TUSCALOOSA, Ala. -- When the University of Alabama and Nick Saban come calling, all issues with timing are thrown out the window. Less than two months after accepting the job of tight ends coach and recruiting coordinator at Florida State, Billy Napier has agreed to become the new wide receivers coach for the Crimson Tide.
The move comes on the heels of Alabama hiring Mario Cristobal as its new offensive line coach less than five weeks after he accepted a position with the University of Miami.
Saban said in a news release that Napier was his first choice to fill the shoes of former UA wide receivers coach and recruiting coordinator Mike Groh, who opted to leave for a job with the Chicago Bears.
"We are glad to have Billy back on our staff,” Saban said in a statement. "He did an outstanding job when he was with us in 2011 and he was the first call we made when this position opened. He is a sharp young coach and he’ll be a great addition working with the wide receivers. We also feel that he will be a tremendous asset to our staff in the recruiting process."
Napier has a familiarity with Saban's system having served as an offensive quality control coach under former UA offensive coordinator Jim McElwain. Napier followed McElwain to Colorado State in 2012 and spent the year with the Rams before accepting the position at Florida State.

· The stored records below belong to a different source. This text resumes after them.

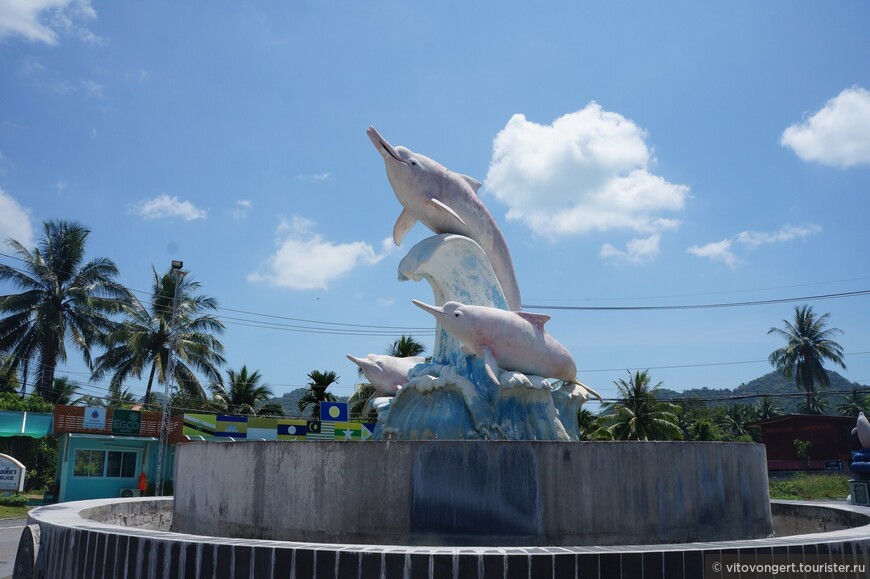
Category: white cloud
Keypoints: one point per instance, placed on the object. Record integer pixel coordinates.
(46, 20)
(4, 164)
(14, 221)
(723, 251)
(92, 88)
(242, 209)
(163, 206)
(304, 260)
(785, 233)
(716, 251)
(587, 171)
(314, 177)
(636, 250)
(838, 135)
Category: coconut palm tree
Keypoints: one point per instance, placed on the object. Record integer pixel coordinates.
(316, 393)
(65, 299)
(809, 344)
(813, 404)
(357, 402)
(119, 398)
(8, 378)
(734, 420)
(244, 394)
(405, 347)
(62, 391)
(767, 408)
(142, 340)
(854, 404)
(639, 415)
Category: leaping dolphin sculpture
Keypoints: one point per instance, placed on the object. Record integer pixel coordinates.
(445, 202)
(386, 373)
(507, 340)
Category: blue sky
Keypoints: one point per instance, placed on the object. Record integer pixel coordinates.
(634, 154)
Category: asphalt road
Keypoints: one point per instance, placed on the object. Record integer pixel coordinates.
(10, 533)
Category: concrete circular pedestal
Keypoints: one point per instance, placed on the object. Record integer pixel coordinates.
(480, 493)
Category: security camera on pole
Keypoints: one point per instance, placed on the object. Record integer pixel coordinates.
(170, 380)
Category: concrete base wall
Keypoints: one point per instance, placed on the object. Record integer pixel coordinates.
(473, 492)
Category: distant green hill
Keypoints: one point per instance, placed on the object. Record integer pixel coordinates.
(290, 401)
(773, 384)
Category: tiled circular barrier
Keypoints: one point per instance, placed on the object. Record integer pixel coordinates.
(129, 538)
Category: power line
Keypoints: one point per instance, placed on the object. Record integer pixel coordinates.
(706, 293)
(701, 306)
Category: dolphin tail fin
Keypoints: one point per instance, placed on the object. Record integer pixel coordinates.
(445, 207)
(472, 182)
(403, 224)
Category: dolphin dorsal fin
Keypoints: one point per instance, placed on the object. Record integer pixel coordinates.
(537, 320)
(445, 207)
(472, 182)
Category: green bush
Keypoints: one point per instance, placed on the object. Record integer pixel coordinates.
(807, 487)
(13, 500)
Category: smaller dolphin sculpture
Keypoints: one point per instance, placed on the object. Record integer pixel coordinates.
(862, 429)
(386, 373)
(506, 340)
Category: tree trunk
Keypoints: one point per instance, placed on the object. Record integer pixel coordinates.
(150, 382)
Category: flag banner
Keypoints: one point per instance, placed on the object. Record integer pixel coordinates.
(347, 431)
(318, 430)
(368, 430)
(292, 430)
(333, 411)
(231, 426)
(262, 428)
(203, 425)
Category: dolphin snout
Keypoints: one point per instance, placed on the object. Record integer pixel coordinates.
(386, 150)
(428, 308)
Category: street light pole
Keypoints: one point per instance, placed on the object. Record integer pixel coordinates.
(162, 446)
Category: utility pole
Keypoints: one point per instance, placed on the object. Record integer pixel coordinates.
(163, 445)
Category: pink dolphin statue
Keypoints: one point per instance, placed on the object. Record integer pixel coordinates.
(862, 429)
(506, 340)
(446, 202)
(386, 373)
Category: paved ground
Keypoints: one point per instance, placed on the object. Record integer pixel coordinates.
(10, 533)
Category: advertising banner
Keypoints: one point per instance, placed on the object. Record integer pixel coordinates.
(11, 474)
(95, 417)
(126, 421)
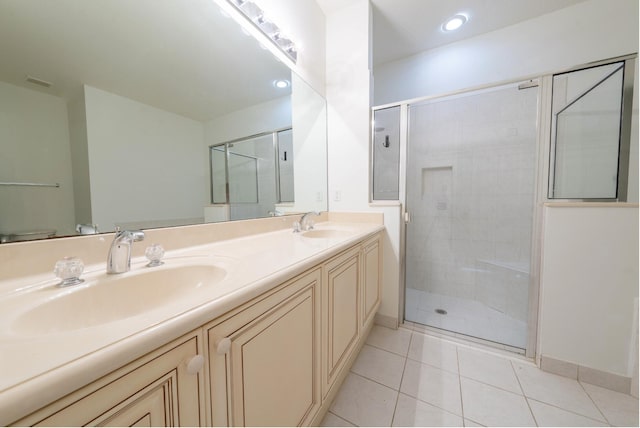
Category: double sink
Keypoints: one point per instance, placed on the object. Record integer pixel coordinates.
(47, 309)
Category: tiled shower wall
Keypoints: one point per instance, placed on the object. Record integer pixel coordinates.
(471, 180)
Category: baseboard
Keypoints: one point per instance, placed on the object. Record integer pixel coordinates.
(586, 374)
(386, 321)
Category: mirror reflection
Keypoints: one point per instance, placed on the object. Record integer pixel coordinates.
(109, 110)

"I have a great appreciation for the University of Alabama and the program Coach Saban runs, especially after spending the 2011 season in Tuscaloosa," Napier said in a statement. "From a professional development standpoint, it was the best year in my coaching career.
"When you’ve been here and seen it first-hand, you know that you want to try and get back to Alabama if that opportunity ever presents itself. I am excited to be back and appreciate Coach Saban offering me the position."
Before his first stop at Alabama, Napier spent five seasons with the Clemson Tigers, becoming the youngest ever coordinator in the program's history in 2009. The 32-year-old Georgia native also served as recruiting coordinator in Death Valley, helping the Tigers to the No. 2 class in the country in 2008, a haul that included DaQuan Bowers and Andre Ellington.
"He will be a very nice addition to the staff and is a grinder when it comes to recruiting," ESPN senior national recruiting analyst Tom Luginbill said.
Alabama lost a strong recruiter in Groh, who was named the country's top recruiter by Rivals.com and 247Sports. The 41-year-old was instrumental in the Crimson Tide's No. 1-ranked recruiting class in 2012 and 2013. He came to Alabama in 2011 after one season at Louisville coaching quarterbacks. Before that, he spent eight years at Virginia under his father, Al Groh.